Interesting forward from Miranda July's "We Think Alone" Project, http://wethinkalone.com/
The email is from author Sheila Heti http://www.sheilaheti.net/ to another writer, Sarah Manguso.
It refers to this interview: "Woman Writer + Writer Mother: A Conversation between Sarah Manguso and Rachel Zucker"Manguso says things like, "I hate being perceived as a potential mother—an empty vessel—but in Western medical culture, that is my identity. When I am given a new medication, I have to prove I’m not pregnant....For as long as I have lived, I have been an egg-box. In a Western hospital, my eggs are the most valuable part of me." Zucker says things like, "I sound so pathetically unable to control my feelings—'womanly'?—and yet to say otherwise is to lie...Is it just the culture that makes me into an 'egg-box'? Or is it something else, something in me?"
---------- Forwarded message ----------
From: Sheila Heti
Date: Mon, Feb 1, 2010 at 3:21 PM
To: Sarah Manguso
I passed your interview on to a smart (childless) woman friend of mine who replied:
Last comment. This interview kind of gives me the creeps; perhaps it touches a never. Rachel is strange, the way she projects on to your friend (I pictured your life, saw you sleeping with handsome men in a messy apartment...), says having children curbed her ego and yet she is unbearably judgmental. What they say about their own mothers is fascinating, how we build our identities in reaction.
Did you see this: http://opinionator.blogs.nytimes.com/2009/09/17/the-referendum/
I am prompted to think of these women (mothers) I metwhen I spent a month in Florence last year. The way they talked about child-bearing and raising children (the ones I am thinking about both had teenagers) was so different from how people talk about parenting and the experience here in North America. One of them (a vivacious filmmaker with three children, finally divorced) told me, "A woman who doesn't have the biological urge for children should consider herself lucky." Another woman spoke of being "condemned" to motherhood; another, "My life was pretty good before Leah," (her beautiful 16-year-old ballerina daughter).

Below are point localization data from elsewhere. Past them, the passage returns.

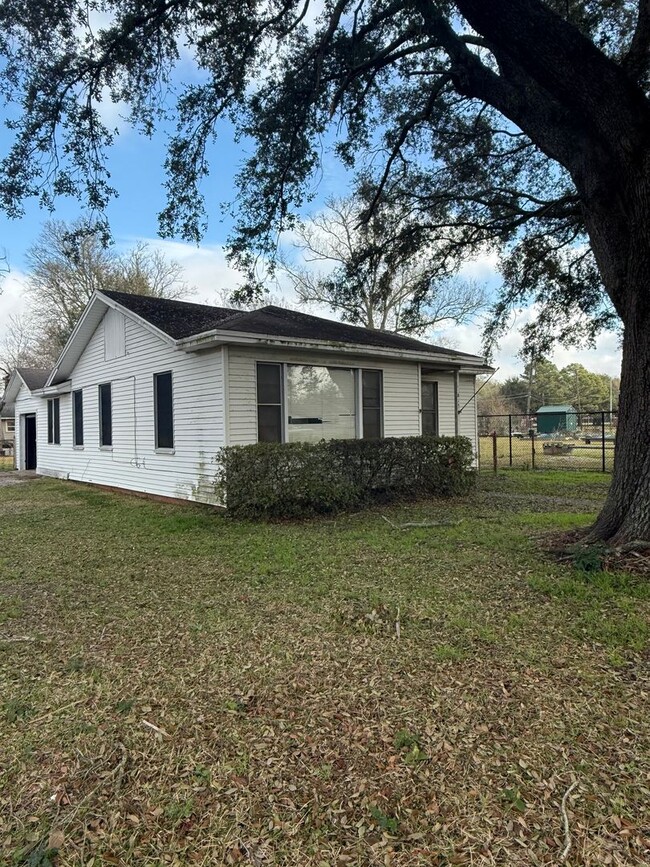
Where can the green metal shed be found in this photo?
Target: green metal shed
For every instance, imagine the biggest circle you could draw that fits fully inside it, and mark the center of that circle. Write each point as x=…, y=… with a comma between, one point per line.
x=556, y=419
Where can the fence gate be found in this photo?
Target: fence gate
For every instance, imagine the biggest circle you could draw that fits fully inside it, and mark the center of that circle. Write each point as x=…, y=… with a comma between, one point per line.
x=559, y=441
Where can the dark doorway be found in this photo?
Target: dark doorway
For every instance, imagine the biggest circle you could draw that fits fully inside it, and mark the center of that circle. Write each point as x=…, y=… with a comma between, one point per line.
x=30, y=442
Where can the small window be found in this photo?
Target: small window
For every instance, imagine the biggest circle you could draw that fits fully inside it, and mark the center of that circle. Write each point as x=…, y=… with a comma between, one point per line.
x=53, y=421
x=269, y=403
x=371, y=399
x=163, y=410
x=105, y=415
x=430, y=408
x=77, y=418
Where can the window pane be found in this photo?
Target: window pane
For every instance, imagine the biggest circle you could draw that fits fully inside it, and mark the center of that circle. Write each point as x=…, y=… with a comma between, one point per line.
x=53, y=421
x=371, y=380
x=78, y=420
x=57, y=421
x=269, y=388
x=371, y=423
x=105, y=415
x=164, y=411
x=321, y=403
x=371, y=398
x=430, y=408
x=429, y=395
x=269, y=424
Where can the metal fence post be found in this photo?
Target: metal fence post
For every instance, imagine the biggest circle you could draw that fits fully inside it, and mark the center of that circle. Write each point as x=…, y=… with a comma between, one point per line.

They were very open and unconflicted about accepting the genuine sacrifices they had made, and how, in very serious ways, it had ruined their lives (as well as adding to their lives, which they spoke less about).
Another woman said to me, "It's not good for a woman. If you are someone who likes to live by your own rhythms -- you can't. Ever again. You have to live in response to your kids."
It was amazing to me how no woman I have ever talked to here has ever said anything close to anything like the women I met over there.